The first objective with the Commission is to make sure flow battery research is given equal priority to other emerging energy technologies, he says. “This can very easily be overlooked either through poor drafting of policy or deliberate or accidental omission.”
That said, Price says flow battery firms have had some “helpful” discussions with policy chiefs, both in terms of the Batteries Regulation and Batteries Passport. “The former Batteries Directive did need updating and it was obviously going to be looking at the role of lithium batteries and so most attention was given to that.”
But whatever form the Batteries Regulation takes when it finally becomes law, the flow battery industry will be up for having an early review, Price says.
The future of flow batteries discussed at the conference was set against the backdrop of Europe’s urgent need to establish secure energy supplies, following Russia’s invasion of Ukraine. “We need huge amounts of long duration storage,” says Price and there’s a compelling argument for flow battery gigafactories — and that requires finance.
“Look at the amount of money that is swishing around ready to be invested in battery projects.

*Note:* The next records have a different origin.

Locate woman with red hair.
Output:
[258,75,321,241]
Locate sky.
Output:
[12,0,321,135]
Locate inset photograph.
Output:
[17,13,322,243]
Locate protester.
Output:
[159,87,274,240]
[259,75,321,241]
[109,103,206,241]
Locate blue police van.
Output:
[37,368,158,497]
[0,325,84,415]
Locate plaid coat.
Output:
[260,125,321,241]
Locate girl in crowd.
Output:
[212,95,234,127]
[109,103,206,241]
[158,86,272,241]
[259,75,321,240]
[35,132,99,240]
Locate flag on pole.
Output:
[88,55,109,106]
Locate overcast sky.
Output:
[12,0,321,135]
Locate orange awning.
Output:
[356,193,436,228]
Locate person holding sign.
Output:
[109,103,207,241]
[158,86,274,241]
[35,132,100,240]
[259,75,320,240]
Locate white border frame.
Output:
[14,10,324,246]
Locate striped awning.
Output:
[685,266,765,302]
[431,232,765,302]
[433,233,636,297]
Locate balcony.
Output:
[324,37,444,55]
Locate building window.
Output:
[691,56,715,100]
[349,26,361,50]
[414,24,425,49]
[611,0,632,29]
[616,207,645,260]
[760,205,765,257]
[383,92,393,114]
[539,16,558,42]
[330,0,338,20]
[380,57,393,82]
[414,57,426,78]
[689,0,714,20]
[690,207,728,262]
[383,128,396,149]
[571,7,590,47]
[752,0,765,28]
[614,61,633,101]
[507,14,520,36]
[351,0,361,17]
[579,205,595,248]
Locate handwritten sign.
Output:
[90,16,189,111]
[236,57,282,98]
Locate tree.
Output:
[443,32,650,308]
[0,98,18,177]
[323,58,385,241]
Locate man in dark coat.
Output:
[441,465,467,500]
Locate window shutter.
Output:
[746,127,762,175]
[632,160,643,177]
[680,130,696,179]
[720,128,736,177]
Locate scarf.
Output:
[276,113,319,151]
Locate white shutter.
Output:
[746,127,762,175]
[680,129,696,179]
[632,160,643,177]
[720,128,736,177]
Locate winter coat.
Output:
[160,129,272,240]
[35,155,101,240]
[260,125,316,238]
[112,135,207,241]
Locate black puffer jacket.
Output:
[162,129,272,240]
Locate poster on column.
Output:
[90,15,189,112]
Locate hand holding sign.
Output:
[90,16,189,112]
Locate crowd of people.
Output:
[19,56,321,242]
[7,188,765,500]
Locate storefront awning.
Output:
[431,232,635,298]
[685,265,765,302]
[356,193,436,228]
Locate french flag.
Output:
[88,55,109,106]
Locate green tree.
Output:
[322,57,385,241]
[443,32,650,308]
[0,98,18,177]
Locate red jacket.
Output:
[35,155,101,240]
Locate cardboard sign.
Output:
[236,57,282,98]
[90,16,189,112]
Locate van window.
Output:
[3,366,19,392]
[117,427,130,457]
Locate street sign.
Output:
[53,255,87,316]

There’s some £600 million ($750 million) across funds in the City of London that are looking for battery projects to invest in.
“The equipment needed to get a flow battery manufacturing facility up and running is comparatively easy when compared to its lithium counterpart.
“You need injection moulding machines, robots, presses, rollers and equipment to make carbon electrodes, buy some membranes or separators, then joining and welding gear to put these together in stacks, with some mechanical engineering to hold it together and then there’s the plumbing and wiring. “It’s not difficult at all when you compare it to the clean rooms, ovens, furnaces, processing, finishing rooms, formation cells and all the rest of what is needed to make a lithium battery.”
“I don’t think you would need more than around £50 million to build an extensive flow battery manufacturing plant.”